With the death of Ethirimana Cinkam in 1617, Cankili II, a usurper, took control of the throne after killing the regent nominated by the late king. Unable to secure Portuguese acceptance of his kingship, Cankili II through Migapulle Arachchi invited military aid from the Thanjavur Nayak kingdom and allowed corsairs from Malabar to use a base in Neduntivu, hence posting a threat to Portuguese shipping routes through Palk Straight. Cankili II was supported by the Kandyan rulers. After the fall of the Jaffna kingdom, the two unnamed princesses of Jaffna had been married to Senarat's stepsons, Kumarasingha and Vijayapala. Cankili II expectably received military aid from the Thanjavur Nayak Kingdom. On his part, Raghunatha Nayak of Thanjavur made attempts to recover the Jaffna kingdom for his protege, the Prince of Rameshwaram . However, all attempts to recover the Jaffna kingdom from the Portuguese met with failure.

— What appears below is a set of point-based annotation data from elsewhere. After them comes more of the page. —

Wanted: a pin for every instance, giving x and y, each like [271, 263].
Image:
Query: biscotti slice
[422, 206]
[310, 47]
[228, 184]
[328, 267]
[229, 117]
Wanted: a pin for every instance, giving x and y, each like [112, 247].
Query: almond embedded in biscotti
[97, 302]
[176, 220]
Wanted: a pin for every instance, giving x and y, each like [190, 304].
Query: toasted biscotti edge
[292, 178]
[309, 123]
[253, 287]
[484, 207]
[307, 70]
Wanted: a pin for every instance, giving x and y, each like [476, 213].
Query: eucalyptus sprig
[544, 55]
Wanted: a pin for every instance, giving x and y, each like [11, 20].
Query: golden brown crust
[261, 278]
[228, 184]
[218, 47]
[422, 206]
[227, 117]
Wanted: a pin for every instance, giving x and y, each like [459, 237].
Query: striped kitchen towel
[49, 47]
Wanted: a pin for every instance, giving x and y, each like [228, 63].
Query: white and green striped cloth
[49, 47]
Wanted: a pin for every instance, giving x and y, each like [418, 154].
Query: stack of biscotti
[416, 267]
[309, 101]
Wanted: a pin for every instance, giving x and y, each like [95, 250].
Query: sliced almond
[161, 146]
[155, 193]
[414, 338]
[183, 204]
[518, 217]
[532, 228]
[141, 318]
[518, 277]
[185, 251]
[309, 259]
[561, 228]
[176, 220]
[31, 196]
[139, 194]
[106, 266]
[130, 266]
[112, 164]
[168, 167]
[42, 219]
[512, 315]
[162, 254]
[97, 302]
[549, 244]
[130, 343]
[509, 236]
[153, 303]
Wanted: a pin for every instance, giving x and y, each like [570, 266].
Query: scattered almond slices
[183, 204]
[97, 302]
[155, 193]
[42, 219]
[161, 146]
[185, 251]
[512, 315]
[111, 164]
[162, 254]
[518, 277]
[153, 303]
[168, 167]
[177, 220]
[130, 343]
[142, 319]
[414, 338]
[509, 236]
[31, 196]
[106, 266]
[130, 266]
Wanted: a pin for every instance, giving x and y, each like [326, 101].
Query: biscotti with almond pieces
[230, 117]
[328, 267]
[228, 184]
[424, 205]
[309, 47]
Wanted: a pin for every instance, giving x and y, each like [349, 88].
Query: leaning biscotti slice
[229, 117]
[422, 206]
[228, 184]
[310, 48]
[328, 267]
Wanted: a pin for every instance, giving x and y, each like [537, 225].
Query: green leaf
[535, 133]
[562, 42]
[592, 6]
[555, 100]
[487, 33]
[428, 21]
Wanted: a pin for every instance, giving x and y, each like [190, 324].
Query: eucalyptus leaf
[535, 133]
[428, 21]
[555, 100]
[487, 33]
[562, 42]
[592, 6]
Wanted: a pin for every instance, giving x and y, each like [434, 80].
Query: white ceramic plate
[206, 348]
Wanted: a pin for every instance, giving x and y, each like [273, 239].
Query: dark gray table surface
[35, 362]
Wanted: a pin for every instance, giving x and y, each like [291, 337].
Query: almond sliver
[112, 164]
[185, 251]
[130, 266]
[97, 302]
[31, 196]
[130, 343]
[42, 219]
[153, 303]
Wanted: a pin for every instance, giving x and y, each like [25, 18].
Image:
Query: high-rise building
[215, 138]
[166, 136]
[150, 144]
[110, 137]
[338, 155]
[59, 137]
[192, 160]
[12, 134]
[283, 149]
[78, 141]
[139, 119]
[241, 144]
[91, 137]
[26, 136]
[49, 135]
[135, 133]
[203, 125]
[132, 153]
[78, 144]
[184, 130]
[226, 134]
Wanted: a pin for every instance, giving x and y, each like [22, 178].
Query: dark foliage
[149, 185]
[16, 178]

By June 1619, there were two Portuguese expeditions: a naval expedition that was repulsed by the Malabari corsairs and another expedition by Filipe de Oliveira and his 5,000 strong army which was able to defeat Cankili II. He, along with every surviving member of the royal family were captured and taken to Goa, where he was beheaded. The remaining captives were encouraged to become monks or nuns, and as most obliged, it avoided further claimants to the Jaffna throne.

===Consequences===
Over the next 40 years, there were six rebellions against the Portuguese rule led by Karaiyar chiefs, one which were led by Migapulle Arachchi and Varunakulattan with the forces of Thanjavur Nayak kingdom after the invasion by the Kandyan king Senarat I until the Dutch capture of Jaffna fort in 1658. During that period, Portuguese destroyed every Hindu temple and the Saraswathy Mahal library in Nallur, the royal repository of all literary output of the kingdom. Due to excessive taxation, population decreased and many people moved to Ramanathapuram in India and the Vanni districts further south. External commerce was negatively impacted, though elephants, Jaffna's principle export, were traded for saltpetre with various kingdoms in India and sent to Lisbon. Thus, decline in trade made it difficult to pay for essential imports and such items ceased to be imported. In the words of Fernão de Queirós, the principle chronicler of Portuguese colonial exploits in Sri Lanka, the people of the Jaffna Peninsula were "reduced to the uttermost misery" during the Portuguese colonial era.

Although the Portuguese attempted to completely destroy the royal family through encouraged celibacy, there are number of families of Sri Lankan Tamil origin who claim descent from the royal family.